Thursday, December 30, 2010

Hug Hefner y los roscones.

Siempre pensé que Hugh Hefner no se volvería a casar, la noticia me tomó por sorpresa sobre todo porque su futura esposa es una de las nuevas “girl of the playboy mansión”. Siempre preferiré a Kendra, Holly y Bridgey. Ahora veo capítulos trasnochados de alguna temporada que desconozco, mientras tomo Coca-cola desde una botella de litro.

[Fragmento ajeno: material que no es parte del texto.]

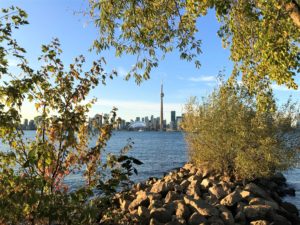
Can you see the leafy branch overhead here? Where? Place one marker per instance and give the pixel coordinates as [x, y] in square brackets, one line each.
[263, 36]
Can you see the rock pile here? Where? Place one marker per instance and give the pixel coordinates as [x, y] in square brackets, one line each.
[195, 196]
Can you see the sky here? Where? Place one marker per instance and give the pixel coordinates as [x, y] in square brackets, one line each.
[62, 19]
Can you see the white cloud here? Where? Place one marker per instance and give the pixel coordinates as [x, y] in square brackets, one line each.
[122, 71]
[277, 87]
[12, 62]
[202, 79]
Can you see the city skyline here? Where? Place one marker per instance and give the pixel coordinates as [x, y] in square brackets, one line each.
[181, 78]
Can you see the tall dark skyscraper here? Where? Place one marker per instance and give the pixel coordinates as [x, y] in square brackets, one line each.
[173, 116]
[161, 108]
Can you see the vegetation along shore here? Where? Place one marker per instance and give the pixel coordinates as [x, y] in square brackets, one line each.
[197, 195]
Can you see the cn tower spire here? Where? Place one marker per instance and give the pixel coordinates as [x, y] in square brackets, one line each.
[161, 108]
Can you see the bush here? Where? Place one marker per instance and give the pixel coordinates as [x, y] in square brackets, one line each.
[227, 132]
[32, 172]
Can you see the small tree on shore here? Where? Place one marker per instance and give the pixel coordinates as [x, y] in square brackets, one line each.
[32, 172]
[227, 132]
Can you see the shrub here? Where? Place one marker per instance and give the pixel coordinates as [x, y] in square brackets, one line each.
[227, 132]
[32, 172]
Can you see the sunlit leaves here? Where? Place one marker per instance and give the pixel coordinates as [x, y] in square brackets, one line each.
[262, 35]
[228, 132]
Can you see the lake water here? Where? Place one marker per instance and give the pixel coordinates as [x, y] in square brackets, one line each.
[161, 152]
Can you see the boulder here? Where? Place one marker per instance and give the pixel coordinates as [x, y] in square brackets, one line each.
[260, 201]
[196, 219]
[279, 220]
[188, 166]
[176, 222]
[141, 200]
[290, 208]
[155, 222]
[218, 191]
[184, 184]
[240, 217]
[201, 206]
[182, 211]
[206, 183]
[226, 215]
[144, 214]
[227, 218]
[161, 215]
[124, 204]
[194, 188]
[215, 220]
[257, 212]
[256, 191]
[279, 178]
[232, 198]
[161, 187]
[155, 204]
[154, 196]
[260, 222]
[172, 196]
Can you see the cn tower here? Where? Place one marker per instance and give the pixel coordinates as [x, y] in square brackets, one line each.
[161, 108]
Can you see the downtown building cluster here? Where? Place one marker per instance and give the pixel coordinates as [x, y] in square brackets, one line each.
[141, 123]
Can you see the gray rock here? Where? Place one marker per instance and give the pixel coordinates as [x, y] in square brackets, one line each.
[154, 196]
[124, 204]
[154, 222]
[161, 215]
[196, 219]
[178, 188]
[155, 204]
[260, 201]
[257, 212]
[201, 206]
[257, 191]
[206, 183]
[184, 184]
[143, 212]
[172, 196]
[218, 191]
[226, 215]
[240, 217]
[290, 208]
[182, 211]
[215, 220]
[245, 194]
[188, 166]
[176, 221]
[279, 220]
[162, 187]
[194, 189]
[259, 222]
[232, 198]
[141, 200]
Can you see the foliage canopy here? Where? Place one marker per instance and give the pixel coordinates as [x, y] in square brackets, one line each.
[33, 171]
[227, 132]
[263, 36]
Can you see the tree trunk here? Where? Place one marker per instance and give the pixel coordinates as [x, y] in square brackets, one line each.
[294, 10]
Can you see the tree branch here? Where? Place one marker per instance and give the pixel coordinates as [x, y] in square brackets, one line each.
[294, 10]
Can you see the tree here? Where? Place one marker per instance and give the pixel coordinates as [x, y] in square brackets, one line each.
[263, 36]
[32, 172]
[228, 133]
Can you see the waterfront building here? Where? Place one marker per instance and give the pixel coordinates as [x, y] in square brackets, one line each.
[161, 108]
[178, 122]
[173, 124]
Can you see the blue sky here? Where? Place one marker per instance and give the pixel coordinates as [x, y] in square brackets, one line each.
[57, 18]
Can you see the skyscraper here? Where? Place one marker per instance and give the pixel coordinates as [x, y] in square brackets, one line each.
[161, 108]
[173, 116]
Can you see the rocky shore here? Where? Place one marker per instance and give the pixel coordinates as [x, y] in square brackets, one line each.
[195, 196]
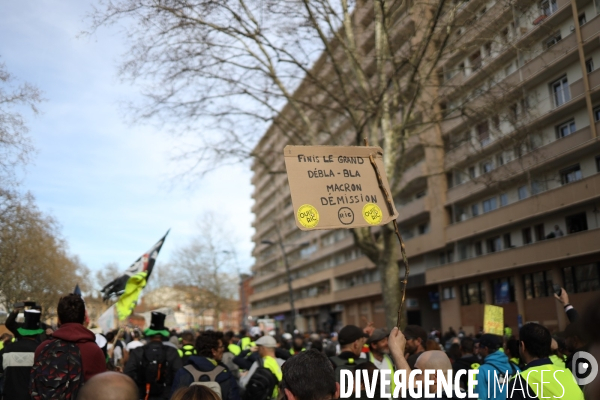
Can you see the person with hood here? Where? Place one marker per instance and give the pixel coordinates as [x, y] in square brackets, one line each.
[71, 316]
[496, 369]
[207, 366]
[16, 359]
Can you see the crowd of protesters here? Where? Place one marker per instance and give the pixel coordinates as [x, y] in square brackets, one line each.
[73, 363]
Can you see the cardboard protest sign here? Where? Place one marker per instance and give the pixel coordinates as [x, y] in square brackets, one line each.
[493, 320]
[337, 187]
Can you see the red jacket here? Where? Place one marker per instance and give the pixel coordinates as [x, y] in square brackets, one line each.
[92, 357]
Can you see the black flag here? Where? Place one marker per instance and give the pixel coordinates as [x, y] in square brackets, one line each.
[144, 263]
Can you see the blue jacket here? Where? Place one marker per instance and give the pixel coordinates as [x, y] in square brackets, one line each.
[495, 365]
[229, 386]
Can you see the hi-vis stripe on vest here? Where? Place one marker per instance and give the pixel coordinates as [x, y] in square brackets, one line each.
[17, 359]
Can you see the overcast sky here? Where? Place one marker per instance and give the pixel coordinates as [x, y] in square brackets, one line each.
[105, 181]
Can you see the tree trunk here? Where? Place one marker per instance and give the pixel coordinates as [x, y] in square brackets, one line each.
[389, 271]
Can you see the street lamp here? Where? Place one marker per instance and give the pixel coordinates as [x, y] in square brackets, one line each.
[287, 268]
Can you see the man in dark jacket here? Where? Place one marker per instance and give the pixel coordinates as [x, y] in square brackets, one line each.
[210, 348]
[16, 359]
[142, 359]
[71, 315]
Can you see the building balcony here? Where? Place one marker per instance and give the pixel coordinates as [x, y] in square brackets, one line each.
[515, 168]
[413, 210]
[545, 251]
[572, 194]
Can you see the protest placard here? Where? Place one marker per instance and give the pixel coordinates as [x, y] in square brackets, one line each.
[493, 320]
[337, 187]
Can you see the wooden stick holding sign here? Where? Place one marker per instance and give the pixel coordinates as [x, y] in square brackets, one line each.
[332, 187]
[390, 203]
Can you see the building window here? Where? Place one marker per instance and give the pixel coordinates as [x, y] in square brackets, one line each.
[507, 241]
[448, 293]
[527, 236]
[494, 244]
[589, 65]
[473, 293]
[472, 172]
[462, 251]
[538, 284]
[487, 166]
[539, 232]
[489, 205]
[582, 278]
[523, 192]
[478, 249]
[576, 223]
[552, 40]
[565, 129]
[483, 133]
[537, 187]
[504, 290]
[549, 7]
[571, 174]
[560, 90]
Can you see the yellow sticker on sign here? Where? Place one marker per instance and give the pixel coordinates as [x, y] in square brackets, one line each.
[372, 214]
[308, 216]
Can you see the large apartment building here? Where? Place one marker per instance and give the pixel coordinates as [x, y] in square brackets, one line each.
[516, 212]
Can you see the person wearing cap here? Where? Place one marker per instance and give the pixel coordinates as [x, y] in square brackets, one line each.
[16, 359]
[416, 337]
[351, 339]
[541, 379]
[379, 355]
[495, 370]
[208, 365]
[266, 350]
[156, 334]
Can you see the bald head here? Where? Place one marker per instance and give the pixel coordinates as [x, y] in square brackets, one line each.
[109, 386]
[433, 359]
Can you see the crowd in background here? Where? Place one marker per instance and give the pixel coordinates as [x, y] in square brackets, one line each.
[71, 362]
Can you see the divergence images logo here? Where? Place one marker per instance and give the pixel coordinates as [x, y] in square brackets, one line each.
[584, 367]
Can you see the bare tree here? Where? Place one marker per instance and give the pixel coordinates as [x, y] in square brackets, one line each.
[34, 261]
[314, 72]
[15, 144]
[205, 269]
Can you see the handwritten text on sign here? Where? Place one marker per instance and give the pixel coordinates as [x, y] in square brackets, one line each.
[336, 187]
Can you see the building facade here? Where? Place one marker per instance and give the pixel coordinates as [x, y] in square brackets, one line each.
[515, 211]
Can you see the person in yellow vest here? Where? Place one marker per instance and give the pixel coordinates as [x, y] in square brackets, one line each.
[379, 355]
[187, 349]
[297, 345]
[541, 379]
[266, 350]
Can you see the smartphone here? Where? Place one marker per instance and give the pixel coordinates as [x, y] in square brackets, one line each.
[557, 289]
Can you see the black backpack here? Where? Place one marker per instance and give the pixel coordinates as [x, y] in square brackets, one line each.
[58, 372]
[153, 370]
[261, 384]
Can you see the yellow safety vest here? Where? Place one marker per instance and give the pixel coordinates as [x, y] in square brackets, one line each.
[187, 350]
[271, 364]
[234, 349]
[558, 382]
[390, 367]
[246, 343]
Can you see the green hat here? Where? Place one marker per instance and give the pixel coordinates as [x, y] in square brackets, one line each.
[157, 325]
[31, 327]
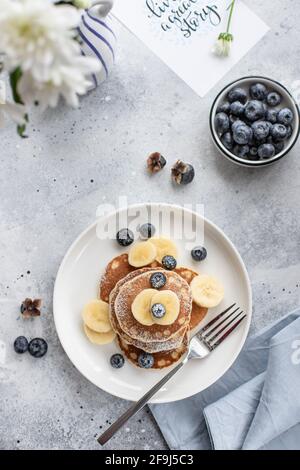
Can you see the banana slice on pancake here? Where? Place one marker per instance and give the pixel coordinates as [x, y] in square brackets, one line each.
[171, 304]
[99, 338]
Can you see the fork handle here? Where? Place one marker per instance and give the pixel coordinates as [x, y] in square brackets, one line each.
[138, 405]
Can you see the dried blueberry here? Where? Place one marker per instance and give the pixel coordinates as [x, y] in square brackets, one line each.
[37, 347]
[169, 262]
[271, 115]
[145, 360]
[158, 310]
[261, 130]
[285, 116]
[242, 134]
[117, 361]
[227, 140]
[182, 173]
[237, 94]
[258, 91]
[222, 123]
[224, 107]
[158, 280]
[266, 151]
[255, 111]
[199, 253]
[125, 237]
[241, 151]
[21, 344]
[273, 99]
[146, 231]
[279, 132]
[237, 108]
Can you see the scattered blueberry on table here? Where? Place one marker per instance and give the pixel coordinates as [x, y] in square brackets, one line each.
[117, 361]
[169, 262]
[125, 237]
[145, 360]
[21, 345]
[157, 280]
[37, 347]
[251, 125]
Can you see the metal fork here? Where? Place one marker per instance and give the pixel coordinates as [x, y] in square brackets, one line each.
[200, 346]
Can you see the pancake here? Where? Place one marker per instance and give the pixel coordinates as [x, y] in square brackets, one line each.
[117, 269]
[130, 289]
[161, 359]
[198, 313]
[152, 347]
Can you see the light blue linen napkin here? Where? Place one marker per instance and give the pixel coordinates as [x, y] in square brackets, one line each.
[255, 405]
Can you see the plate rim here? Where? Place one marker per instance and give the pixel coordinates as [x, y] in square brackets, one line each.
[159, 400]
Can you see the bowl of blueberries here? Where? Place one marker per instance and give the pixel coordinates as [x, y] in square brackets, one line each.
[254, 121]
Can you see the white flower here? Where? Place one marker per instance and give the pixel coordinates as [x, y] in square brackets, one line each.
[223, 45]
[67, 80]
[35, 34]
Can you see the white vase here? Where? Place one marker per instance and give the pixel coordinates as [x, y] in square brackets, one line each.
[98, 38]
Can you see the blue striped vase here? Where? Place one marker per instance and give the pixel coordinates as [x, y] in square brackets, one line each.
[98, 38]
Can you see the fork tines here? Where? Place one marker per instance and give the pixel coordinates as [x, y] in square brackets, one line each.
[210, 333]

Son casi las tres de la mañana, del último día del Bicentenario de las dos patrias que siento como mías, y hoy estoy en Bogotá, en el Jota Vargas, en mi casa, en mi cuarto de adolescente; es extraña esta sensación de sentirse extranjero sin serlo.

Dejé este blog desde que entré a la Universidad, y lo dejé como he dejado tantas cosas en mi vida por enfocarme compulsivamente en mi estudio. En unos meses estaré en mi penúltimo año de Licenciatura de Historia y solo siento que sé cada vez menos, una sensación que me atormenta, pero que agradezco.

Bogotá esta rara, no hay pudor, las calles se destapan a flor de piel, pero su gente siempre tan amable. El martes venía de donde mi prima y tras entregarme una chaqueta que se me había caído al piso, una señora me empezó a contar que le habían robado su monedero, como si nos conociéramos de toda la vida; extraño eso, al vecino sin serlo, al ciudadano sin metro cuadrado y sin barreras comunicativas.

Mi papá me sirvió ayer Roscón, Colombiana y Génova, ¿habrá algo más autóctono? El primer mordisco es un retorno desde lo gustativo a mi vida, los recuerdos que dejé un día aquí, sin imaginar que tendría que atesorarlos y seleccionarlos para sentirme plena en la distancia.